# Goslings, baby woodpeckers and our guys



## minimonkey (Apr 7, 2005)

Hi, all... Been a while since we've posted, but we've certainly been lurking and keeping up on the posts. Anyway, please see the link below for some pictures of goslings and juvenile woodpeckers taken over the 4th of July holiday at our family's mountain cabin. The woodpeckers, as you can see, most happily made a nest in our cabin itself!  We counted four, in all, I believe -- two colored guys, maybe the boys?, and two not-so-colored ones. They flew the coop for good two days after these photos were taken. Next step? Board up the hole in our wall! Sorry the ones of the mama and the little brown one are blurry.  The goslings were very cute; watching the little guys try to nobly flap their wing stubs was droll indeed. And, of course, what would a photo album be without an update of the two squabs we had to take in in late April. Prospero & Persephone will be three months on July 19. The photos titled P, P3 and P4 were taken today. The others were taken in early and mid June. Hope you enjoy the pictures as much as we did! Birds, and especially pigeons, are such amazing creatures! 

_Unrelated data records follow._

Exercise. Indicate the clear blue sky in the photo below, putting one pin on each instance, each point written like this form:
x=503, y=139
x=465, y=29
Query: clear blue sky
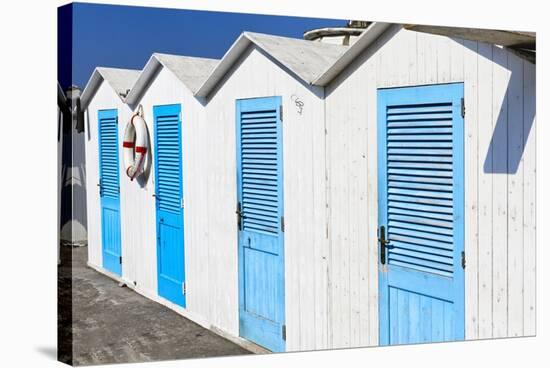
x=126, y=36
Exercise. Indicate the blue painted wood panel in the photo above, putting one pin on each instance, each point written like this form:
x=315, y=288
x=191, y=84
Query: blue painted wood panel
x=421, y=206
x=109, y=190
x=169, y=203
x=261, y=240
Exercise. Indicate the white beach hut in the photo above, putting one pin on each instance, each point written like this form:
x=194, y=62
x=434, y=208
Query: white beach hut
x=104, y=116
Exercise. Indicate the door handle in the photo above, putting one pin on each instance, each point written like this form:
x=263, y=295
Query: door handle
x=383, y=243
x=240, y=216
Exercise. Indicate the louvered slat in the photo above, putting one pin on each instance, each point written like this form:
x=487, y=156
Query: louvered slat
x=420, y=187
x=168, y=150
x=108, y=156
x=259, y=171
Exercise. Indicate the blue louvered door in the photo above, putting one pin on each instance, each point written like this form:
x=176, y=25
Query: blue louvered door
x=260, y=225
x=169, y=203
x=109, y=190
x=421, y=213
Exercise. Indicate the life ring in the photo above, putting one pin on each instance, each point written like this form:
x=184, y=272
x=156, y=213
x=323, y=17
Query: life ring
x=135, y=145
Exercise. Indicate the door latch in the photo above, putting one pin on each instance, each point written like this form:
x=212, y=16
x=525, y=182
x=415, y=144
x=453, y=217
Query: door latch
x=383, y=243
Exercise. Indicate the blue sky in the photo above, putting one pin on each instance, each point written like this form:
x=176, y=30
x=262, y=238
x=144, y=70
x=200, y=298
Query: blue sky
x=126, y=36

http://pg.photos.yahoo.com/ph/minimonkeys33/album?.dir=23a2


----------



## TAWhatley (Mar 6, 2001)

Wonderful pics! Thanks for sharing and twas good to hear from you and your crew!

Terry


----------



## pigeonmama (Jan 9, 2005)

Your woodpeckers are flickers, still considered a woodpecker.
Daryl


----------



## minimonkey (Apr 7, 2005)

Thanks, Terry, for your comments!

Daryl, our knowledge of all types of birds is minimal at this point, so it's great to know that they were/are flickers. We figured that since they burrowed a hole into the side of the house, they were woodpeckers of some general sort.

Mr. MM


----------